TERASBATAM.id – Menteri Koordinator (Menko) Bidang Infrastruktur dan Pembangunan Kewilayahan Agus Harimurti Yudhoyono (AHY) menyatakan bahwa evaluasi terhadap Proyek Strategis Nasional (PSN) akan dilakukan untuk menyesuaikan dengan keterbatasan anggaran yang ada.
AHY menjelaskan bahwa pemerintahan Presiden Prabowo Subianto telah mendata sebanyak 280 PSN yang telah berjalan selama beberapa tahun terakhir dan akan menjadi sasaran evaluasi.
“Presiden berharap kita review dengan baik, kita evaluasi dengan baik bersama-sama,” kata AHY saat ditemui di Jakarta Pusat, Jumat (31/1/2025).

Ketua Umum Partai Demokrat itu menjelaskan bahwa evaluasi akan difokuskan pada apakah PSN tersebut sudah berjalan sesuai dengan tujuan awal, termasuk penghitungan biaya pembangunannya.
“Atau ada hal-hal yang perlu dievaluasi, perlu dilakukan penyesuaian-penyesuaian, karena sekali lagi, tentu pembangunan itu selalu dihadapkan pada anggaran fiskal,” ujarnya.
AHY juga menyoroti bahwa pembangunan yang tepat sasaran juga bergantung pada penentuan prioritas yang harus disesuaikan dengan keterbatasan anggaran.
“Namun ini juga menjadi pelecut bagi kami untuk mencari sumber-sumber pendanaan pembangunan infrastruktur yang juga kredibel yang kreatif dan inovatif,” tuturnya.
Sebelumnya, Presiden Prabowo Subianto telah meminta para menteri untuk meninjau ulang lebih dari 200 PSN yang merupakan program pembangunan di era Presiden Joko Widodo.

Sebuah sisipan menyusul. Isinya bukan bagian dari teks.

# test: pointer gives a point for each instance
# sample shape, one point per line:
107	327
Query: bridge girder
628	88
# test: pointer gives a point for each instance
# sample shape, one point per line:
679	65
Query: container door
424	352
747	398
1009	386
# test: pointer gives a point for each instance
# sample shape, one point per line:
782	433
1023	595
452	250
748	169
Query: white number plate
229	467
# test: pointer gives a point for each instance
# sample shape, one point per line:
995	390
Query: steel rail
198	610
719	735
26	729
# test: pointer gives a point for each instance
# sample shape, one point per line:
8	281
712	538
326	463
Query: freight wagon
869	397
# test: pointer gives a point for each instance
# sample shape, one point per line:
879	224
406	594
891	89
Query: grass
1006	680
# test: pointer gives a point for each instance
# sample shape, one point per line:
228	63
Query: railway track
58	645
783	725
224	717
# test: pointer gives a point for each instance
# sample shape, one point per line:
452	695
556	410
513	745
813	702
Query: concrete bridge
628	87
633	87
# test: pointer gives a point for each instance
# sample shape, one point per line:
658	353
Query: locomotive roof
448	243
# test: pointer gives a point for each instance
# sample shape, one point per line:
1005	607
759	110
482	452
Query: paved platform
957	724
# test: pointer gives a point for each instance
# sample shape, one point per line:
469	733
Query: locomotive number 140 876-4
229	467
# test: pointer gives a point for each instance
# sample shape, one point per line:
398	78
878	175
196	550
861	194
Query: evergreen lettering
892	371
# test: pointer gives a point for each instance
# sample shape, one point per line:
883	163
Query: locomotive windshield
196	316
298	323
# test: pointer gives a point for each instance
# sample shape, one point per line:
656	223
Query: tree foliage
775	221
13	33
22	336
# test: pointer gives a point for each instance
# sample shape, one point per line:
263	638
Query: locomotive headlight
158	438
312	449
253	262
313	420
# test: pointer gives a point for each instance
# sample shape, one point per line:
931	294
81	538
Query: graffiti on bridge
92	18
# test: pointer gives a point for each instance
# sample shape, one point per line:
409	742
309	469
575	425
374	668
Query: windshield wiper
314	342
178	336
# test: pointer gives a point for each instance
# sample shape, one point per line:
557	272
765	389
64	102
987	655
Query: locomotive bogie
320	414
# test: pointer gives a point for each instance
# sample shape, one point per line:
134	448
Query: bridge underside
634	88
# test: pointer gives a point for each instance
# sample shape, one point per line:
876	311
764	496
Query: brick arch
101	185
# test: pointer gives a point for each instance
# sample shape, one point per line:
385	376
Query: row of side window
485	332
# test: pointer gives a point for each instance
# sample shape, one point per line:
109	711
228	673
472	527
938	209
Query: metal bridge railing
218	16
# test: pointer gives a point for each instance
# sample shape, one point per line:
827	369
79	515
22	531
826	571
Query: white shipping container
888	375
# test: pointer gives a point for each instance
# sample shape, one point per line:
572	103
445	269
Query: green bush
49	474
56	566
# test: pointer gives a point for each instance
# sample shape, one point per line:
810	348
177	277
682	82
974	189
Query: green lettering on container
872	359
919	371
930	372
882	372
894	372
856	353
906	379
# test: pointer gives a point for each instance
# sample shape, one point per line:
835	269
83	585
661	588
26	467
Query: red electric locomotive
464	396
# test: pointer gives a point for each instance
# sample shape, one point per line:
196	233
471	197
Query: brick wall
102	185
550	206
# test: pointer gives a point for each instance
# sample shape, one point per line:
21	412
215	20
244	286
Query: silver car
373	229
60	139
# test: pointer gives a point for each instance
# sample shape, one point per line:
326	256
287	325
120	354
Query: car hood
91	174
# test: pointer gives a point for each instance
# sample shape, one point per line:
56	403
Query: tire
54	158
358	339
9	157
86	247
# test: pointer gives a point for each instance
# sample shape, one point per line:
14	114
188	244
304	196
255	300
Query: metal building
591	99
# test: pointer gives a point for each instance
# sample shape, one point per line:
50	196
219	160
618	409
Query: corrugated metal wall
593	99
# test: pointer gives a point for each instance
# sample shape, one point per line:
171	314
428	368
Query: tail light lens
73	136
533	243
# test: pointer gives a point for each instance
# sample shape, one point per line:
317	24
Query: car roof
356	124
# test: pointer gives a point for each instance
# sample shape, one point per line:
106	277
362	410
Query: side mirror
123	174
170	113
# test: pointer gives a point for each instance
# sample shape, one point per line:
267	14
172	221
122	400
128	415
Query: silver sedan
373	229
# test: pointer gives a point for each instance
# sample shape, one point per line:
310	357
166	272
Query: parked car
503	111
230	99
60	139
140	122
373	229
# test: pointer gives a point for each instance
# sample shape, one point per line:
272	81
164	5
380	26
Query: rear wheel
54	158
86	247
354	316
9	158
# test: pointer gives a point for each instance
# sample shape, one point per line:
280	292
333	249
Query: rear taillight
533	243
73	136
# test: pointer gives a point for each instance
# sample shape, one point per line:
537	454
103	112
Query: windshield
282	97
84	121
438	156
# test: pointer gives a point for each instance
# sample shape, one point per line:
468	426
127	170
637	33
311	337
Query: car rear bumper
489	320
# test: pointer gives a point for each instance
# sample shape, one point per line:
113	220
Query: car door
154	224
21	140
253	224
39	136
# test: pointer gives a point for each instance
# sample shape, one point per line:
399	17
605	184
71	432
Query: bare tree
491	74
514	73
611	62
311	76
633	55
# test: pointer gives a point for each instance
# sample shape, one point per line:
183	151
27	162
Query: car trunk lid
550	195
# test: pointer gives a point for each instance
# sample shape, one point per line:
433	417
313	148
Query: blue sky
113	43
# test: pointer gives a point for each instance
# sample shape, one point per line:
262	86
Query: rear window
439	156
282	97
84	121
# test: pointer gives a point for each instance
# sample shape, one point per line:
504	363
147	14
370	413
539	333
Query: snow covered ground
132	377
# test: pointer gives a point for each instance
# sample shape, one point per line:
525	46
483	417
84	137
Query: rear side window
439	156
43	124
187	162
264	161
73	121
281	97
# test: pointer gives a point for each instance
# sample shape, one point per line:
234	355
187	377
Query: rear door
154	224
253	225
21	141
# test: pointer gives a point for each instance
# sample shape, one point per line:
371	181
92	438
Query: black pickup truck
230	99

“PSN, Proyek Strategis Nasional, ini memang harus terus direview dari waktu ke waktu. Arahan dari Bapak Presiden Prabowo memang dari 280 sekian list PSN, kita harus cek lagi satu per satu. Ini tentu tidak hanya Kemenko Infrasukur, tapi juga Kemenko Ekonomi dan semua kementerian lembaga yang terkait penentuan PSN di pemerintahan sebelumnya, kita akan review dengan baik,” kata Menko AHY, Kamis (23/1/2025).
Tujuan dari peninjauan ulang ini adalah untuk memastikan bahwa proyek yang berjalan sesuai target dan untuk mengatasi masalah-masalah yang mungkin timbul dari PSN. AHY menekankan bahwa pelaksanaan proyek PSN harus benar-benar berdampak langsung pada pertumbuhan ekonomi dan kesejahteraan masyarakat.
Sementara itu Ketua Lembaga Adat Melayu (LAM) Kota Batam Muhammad Amin saat ditanya pendapatnya soal keberadaan Proyek Strategis Nasional (PSN) Rempang Eco City meminta kepada Pemerintah Pusat untuk meninjau kembali PSN tersebut.
“PSN itu kan logikanya, namanya proyek strategis nasional, seharusnya memberikan kemaslahatan kepada masyarakat, bukan malah merugikan,” jawab Muhammad Amin.
“Makanya dari awal kita menolak dan meminta PSN ini ditinjau kembali. Banyak hak masyarakat adat di sana yang dilanggar. Masyarakat jelas tidak mau direlokasi, masa kita paksakan hanya berdasarkan proyek strategis nasional?”
“Hal masyarakat harus diperhatikan. Intinya, PSN itu harus memberikan kemaslahatan sebesar-besarnya kepada masyarakat setempat, bukan malah sebaliknya. Faktanya, masyarakat menolak, artinya tidak ada manfaat sama sekali,” pungkasnya.